Improving Code Search Using Learning-to-Rank and Query Reformulation Techniques
MetadataShow full item record
During the process of software development, developers often encounter unfamiliar programming tasks. Online Q&A forums, such as StackOverflow, are one of the resources that developers can ask for answers to their programming questions. Automatic recommendation of a working code example can be helpful to solve developers’ programming questions. However, existing code search engines support mainly keyword-based queries, and do not accomodate well natural-language code search queries. Specifically, natural-language queries contain less technical keywords, i.e., class or method names, which negatively affects the success of the code search process of existing code search engines. On the other hand, a code search engine requires a ranking schema to place relevant code examples at the top of the result list. However, existing ranking schemas are hand-crafted heuristics where the configurations are hard to determine, which leads to the difficulty in using them for new languages or frameworks. In this paper, we propose the approach which uses query reformulation techniques to improve the search effectiveness of existing code search engines for naturallanguage queries. The approach automatically reformulate natural-language queries using class-names with semantic relations. We also propose an approach to automatically train a ranking schema for the code example search using the learning-to-rank technique. We evaluate the proposed approaches using a large-scale corpus of code examples.

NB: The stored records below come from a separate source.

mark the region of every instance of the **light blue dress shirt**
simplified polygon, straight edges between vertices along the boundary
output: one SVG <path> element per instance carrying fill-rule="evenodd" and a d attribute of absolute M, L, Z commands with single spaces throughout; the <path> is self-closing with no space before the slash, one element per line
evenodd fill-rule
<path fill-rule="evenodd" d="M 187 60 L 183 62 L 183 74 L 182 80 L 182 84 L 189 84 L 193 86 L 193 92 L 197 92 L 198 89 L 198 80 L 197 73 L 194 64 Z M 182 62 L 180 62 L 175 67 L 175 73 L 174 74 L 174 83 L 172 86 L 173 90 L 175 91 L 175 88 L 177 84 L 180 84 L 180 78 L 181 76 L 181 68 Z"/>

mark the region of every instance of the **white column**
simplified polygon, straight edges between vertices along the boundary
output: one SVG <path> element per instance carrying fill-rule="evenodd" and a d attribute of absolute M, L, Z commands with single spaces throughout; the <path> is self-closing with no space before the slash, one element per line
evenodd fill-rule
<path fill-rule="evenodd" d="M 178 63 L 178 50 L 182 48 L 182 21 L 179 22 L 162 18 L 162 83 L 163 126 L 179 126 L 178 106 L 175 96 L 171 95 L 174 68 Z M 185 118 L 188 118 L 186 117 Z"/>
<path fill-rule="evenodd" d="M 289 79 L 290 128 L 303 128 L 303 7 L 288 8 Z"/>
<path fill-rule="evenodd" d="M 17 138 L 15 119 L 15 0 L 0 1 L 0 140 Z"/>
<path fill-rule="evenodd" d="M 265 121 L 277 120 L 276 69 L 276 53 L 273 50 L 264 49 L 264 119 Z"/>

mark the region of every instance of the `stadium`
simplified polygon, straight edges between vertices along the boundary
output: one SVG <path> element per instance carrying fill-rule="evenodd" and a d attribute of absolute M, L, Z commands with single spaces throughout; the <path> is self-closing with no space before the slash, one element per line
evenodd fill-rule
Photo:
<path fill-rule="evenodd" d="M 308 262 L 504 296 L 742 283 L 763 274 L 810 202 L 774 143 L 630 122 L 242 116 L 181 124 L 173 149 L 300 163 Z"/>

The evaluation results show that our approaches can effectively recommend semantically related class-names to reformulate natural-language queries, and the improvement on the search effectiveness over existing query reformulation approaches is statistically significant. The automatically trained ranking schema can effectively rank code examples, and outperform the existing ranking schemas by 35.65% and 48.42% in terms of normalized discounted cumulative gain (NDCG) and expected reciprocal rank (ERR), respectively.